Quinze heures sonnaient et le hall d’entrée du Théâtre Toursky s’ornait de toute la gaieté des décors de la Toussaint mexicaine et de toute une ribambelle de personnes venues découvrir cette autre fête des morts. Autel aux couleurs criardes, Montserrat en statue fantomatique et Ramon déambulant avec son chien en peluche, le Mexique avait envahi l’antre du théâtre par son âme bariolée et sa chaleur humaine. Côté cour et côté jardin, au balcon ou à l’orchestre, la salle de spectacle était généreusement remplie. Le spectacle, composé par les quelques trente artistes mexicains présents, pouvait commencer…C’est le groupe Tribu qui inaugura les réjouissances avec leurs musiques et leurs sons oniriques qui ont entrainé le spectateur vers des sphères éthérées, mystérieuses et envoûtantes. Le texte et le théâtre s’invitait aussi à la fête par une lecture théâtrale et dansante de la légende du Quetzalcoatl sur les sons de Tribu. Après cette première création qui a amplement conquis le public, Ramon fit son entrée sur scène et il ne lui fallu pas plus d’une minute pour rendre l’ensemble de l’auditoire rieur et enchanté. Jouant ses grands classiques et improvisant au gré des opportunités, son intermède humoristique satisfit le plus grand nombre.

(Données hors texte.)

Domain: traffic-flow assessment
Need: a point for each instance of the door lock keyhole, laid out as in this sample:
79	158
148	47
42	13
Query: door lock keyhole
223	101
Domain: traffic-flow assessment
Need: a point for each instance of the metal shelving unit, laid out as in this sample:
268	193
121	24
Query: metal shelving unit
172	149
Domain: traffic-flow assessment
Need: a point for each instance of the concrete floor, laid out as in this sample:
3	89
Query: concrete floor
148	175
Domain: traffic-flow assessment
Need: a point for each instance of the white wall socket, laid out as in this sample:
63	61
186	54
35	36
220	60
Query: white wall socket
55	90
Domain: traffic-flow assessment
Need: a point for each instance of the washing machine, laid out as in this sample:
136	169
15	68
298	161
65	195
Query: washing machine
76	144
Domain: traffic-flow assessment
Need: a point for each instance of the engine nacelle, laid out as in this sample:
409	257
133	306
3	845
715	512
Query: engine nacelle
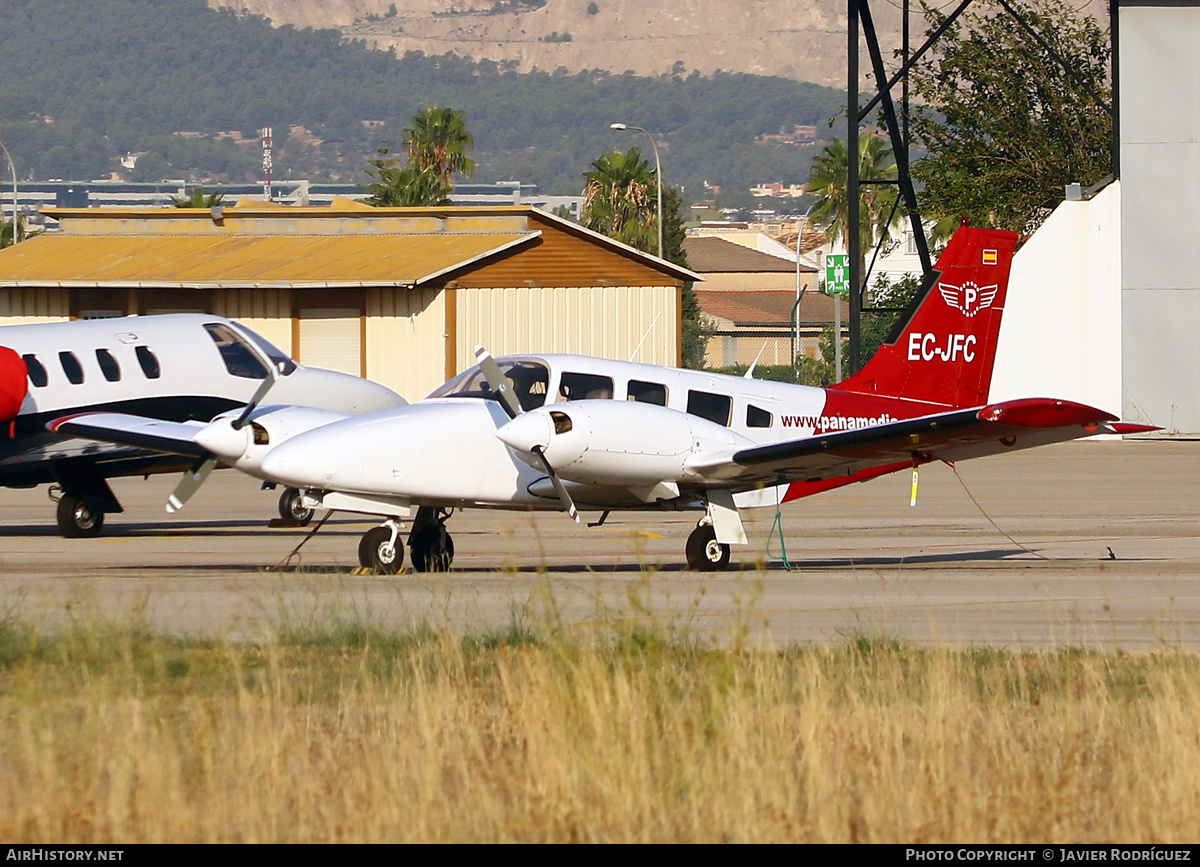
268	426
615	442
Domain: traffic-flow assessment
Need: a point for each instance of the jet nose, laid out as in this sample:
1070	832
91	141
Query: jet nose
306	461
223	441
527	431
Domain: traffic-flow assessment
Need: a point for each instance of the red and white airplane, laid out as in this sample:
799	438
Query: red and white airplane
574	432
185	368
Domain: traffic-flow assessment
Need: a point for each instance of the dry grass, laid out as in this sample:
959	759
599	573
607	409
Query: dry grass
355	734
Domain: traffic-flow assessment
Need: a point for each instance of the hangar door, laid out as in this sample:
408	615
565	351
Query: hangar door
331	338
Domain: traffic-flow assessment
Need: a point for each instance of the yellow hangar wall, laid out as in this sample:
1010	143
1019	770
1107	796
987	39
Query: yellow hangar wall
406	340
33	305
589	321
399	296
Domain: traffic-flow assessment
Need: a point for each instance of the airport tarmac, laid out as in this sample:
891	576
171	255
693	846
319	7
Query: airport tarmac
1095	544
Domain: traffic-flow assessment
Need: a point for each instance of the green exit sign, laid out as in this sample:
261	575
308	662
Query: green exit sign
838	274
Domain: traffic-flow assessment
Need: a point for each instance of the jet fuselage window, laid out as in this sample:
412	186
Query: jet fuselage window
585	387
149	362
528	381
238	357
37	375
108	365
756	417
647	392
72	368
715	407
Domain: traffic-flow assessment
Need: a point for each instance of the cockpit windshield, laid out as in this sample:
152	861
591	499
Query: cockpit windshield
281	359
529	382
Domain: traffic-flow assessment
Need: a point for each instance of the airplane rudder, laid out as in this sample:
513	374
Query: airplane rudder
945	352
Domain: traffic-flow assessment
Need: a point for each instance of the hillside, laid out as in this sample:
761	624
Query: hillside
803	41
186	88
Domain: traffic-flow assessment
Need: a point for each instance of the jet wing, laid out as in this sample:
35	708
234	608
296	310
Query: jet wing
827	460
168	437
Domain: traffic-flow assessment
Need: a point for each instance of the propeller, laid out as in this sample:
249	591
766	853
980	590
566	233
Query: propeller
499	384
191	483
198	474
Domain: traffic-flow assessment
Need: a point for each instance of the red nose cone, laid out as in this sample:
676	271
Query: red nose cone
13	383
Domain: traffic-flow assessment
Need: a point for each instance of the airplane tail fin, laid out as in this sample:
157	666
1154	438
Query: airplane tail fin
13	383
942	351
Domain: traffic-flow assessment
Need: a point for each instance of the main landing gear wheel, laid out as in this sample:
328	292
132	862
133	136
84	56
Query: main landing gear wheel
77	520
705	552
432	549
377	552
292	507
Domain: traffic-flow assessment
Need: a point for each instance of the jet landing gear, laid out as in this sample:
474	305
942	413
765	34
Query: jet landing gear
292	507
381	549
705	552
77	519
430	543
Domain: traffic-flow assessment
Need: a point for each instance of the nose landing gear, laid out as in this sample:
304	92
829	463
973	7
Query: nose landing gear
705	552
430	543
381	549
292	507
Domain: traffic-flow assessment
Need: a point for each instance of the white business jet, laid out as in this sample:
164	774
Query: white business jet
573	432
177	371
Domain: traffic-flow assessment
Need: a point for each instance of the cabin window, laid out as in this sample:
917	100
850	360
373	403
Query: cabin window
71	366
585	387
149	362
108	365
37	375
562	422
647	392
235	352
528	381
715	407
756	417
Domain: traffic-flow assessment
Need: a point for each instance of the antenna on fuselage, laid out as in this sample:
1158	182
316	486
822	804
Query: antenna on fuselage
749	374
646	335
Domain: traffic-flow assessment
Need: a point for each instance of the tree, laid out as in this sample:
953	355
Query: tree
6	231
1005	125
198	198
403	187
438	141
829	179
621	201
150	167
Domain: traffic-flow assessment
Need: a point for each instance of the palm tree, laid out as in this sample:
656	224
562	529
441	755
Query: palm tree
198	198
618	199
877	210
6	231
403	187
438	141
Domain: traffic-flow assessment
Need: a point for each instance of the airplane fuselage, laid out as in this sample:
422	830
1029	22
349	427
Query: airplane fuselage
444	450
173	368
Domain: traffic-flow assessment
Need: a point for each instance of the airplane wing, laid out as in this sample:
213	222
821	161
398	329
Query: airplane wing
827	460
168	437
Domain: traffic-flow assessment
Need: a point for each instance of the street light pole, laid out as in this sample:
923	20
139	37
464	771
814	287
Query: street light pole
799	293
13	169
658	173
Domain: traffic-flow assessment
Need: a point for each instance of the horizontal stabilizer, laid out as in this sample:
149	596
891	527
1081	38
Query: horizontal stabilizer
829	460
168	437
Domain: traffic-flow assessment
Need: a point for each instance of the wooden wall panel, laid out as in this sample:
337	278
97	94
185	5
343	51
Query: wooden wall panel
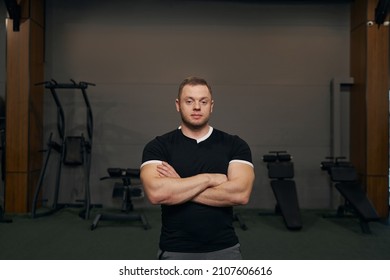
369	103
17	98
24	102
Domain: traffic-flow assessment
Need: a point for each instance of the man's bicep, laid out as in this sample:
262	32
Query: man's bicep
149	173
241	172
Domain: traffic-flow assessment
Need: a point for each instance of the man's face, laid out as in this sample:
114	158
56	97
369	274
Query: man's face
195	106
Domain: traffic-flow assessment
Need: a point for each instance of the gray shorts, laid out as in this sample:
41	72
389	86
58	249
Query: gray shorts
231	253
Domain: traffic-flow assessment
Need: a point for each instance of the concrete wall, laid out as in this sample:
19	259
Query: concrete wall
270	64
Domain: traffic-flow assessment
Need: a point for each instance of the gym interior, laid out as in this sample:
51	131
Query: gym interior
305	83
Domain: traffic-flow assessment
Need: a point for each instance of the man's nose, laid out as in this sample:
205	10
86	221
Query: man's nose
196	105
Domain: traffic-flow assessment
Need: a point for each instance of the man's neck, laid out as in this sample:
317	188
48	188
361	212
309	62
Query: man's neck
195	133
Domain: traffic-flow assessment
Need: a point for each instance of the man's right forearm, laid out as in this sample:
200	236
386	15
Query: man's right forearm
175	190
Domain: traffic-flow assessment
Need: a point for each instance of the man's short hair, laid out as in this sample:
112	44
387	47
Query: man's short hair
193	81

Les festivités allaient se clore par les pérégrinations extravagantes de la troupe Mascaras entre sombras, qui nous présentait un spectacle inspiré des traditions de la Toussaint mexicaine où les géants – protagonistes de l’histoire - mêlaient coutumes mexicaines et humour désopilant, voire grotesque.
Après plus de deux heures de spectacle, les animations ont continué sur la terrasse du théâtre dans une ambiance carnavalesque et typiquement mexicaine – tacos, tortillas et bière « Corona » garantis – pour le plus grand bonheur des petits et des grands ! Non décidemment, fêter Toussaint au Mexique ne manque pas de piquant !!!